When I read of rejections I want to write to the adoptee and say how sorry I am. I’d like write to the mother too. I don’t understand their response but maybe at some level I do.

When you lose a child to adoption the only way to survive in a world that refuses to talk about or acknowledge your loss is to shut down some part of you. I think sometimes that this is what these mothers fear, opening a flood gate and being overwhelmed by the pain. It is a legitimate fear.

At reunion you truly discover what you have lost. Or maybe you just allow yourself to feel the loss in a way you have never felt it before. I think adoptees go through this too particularly when they have been raised to believe they were rescued from a terrible fate only to discover that may not be true. The original fate if it had been allowed to play out, may not have been that bad. In fact, it might, with a little support, been quite good. Might even have been better.

Strangely, it was my son’s father who taught me something about children. When I found my son, his other children were in their late teens. (His son is 10 months younger than my son – but that’s a another post for another day.). My son’s father said to me, “Sometimes, if you let them, children will help you.” I believe that to be true in a general way but I’m not so sure it’s true for parents and children who have been lost to each other through adoption. I think the feelings of abandonment are too strong. And so the dance of hurt begins.

Sadly sometimes the hurt wins.

I’m not sure why I wrote about all of that. It just came out. I was going to write about how last year I had two Mother’s Days, one here the other in Paris France. So I’ll talk a bit about that now.

By happy coincidence my daughter was there for both of them. France celebrates Mother’s Day later in May. Both Mother’s Days were very She came to spend the weekend with us. Wonderful! In Paris, we went to lunch at the rooftop restaurant, Centre Georges Pompidou. It has a magnificent view of the city. I highly recommend it.

Thinking about my two Mother’s Days got me thinking about the whole Mother’s Day – Birth Mother’s Day debate.

Why don’t we change the name of this day? Why don’t we just move that apostrophe. Or get rid of it all together.

Mothers’ Day. Would that solve the problem? No need for the separate but allegedly equal Mother’s Day and birth mother’s day (There are no capitals there on purpose.)

Mothers Day. I kind of like it.

Much wisdom, per usual, over at The Declassified Adoptee on the subject of having two mothers.

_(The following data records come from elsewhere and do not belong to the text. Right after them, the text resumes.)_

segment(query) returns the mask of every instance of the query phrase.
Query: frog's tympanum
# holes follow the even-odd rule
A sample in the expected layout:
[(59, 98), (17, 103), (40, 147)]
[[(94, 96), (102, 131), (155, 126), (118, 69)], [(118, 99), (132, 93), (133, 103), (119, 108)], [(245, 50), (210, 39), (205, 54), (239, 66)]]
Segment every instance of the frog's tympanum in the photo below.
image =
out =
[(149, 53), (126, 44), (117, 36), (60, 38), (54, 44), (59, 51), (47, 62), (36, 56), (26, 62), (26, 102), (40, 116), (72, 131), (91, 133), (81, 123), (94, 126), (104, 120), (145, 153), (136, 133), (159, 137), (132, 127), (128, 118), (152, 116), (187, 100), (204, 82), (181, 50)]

Happy Mothers Day to all mothers and their children.

We are going out tomorrow because my daughter had to work today. She works hard I am proud to be her mother. I am proud to be my son’s mother too.

Peace

UM


Adoption Truth Part II

Wednesday, April 18, 2012

UM

The offending contest over at Circle of Moms was closed down.

This appeared on the website:

After serious consideration, we have decided to cancel our Adoption Blogs by Moms – 2012 contest. Our Top 25 program is meant to celebrate, connect, and support mom bloggers. Following some feedback from participants in our 2011 contest, we decided to make this year’s Top 25 more inclusive. In doing so, we unknowingly stepped into a very sensitive issue and debate, and we apologize to all the moms who have been offended, no matter what your position on adoption is. We’re committed to finding a way to give all parties in the Adoption Triad a voice on Circle of Moms. If we run a Top 25 Adoption Blogs in the future, we’ll consult with mom bloggers in each part of the Adoption Triad on how to create a supportive contest where all bloggers would feel welcome and respected by Circle of Moms and by all participants. We appreciate the time and energy every participant put into this contest during the past week, and we sincerely regret that we can’t reward those efforts in the way we had planned to when we launched the contest. 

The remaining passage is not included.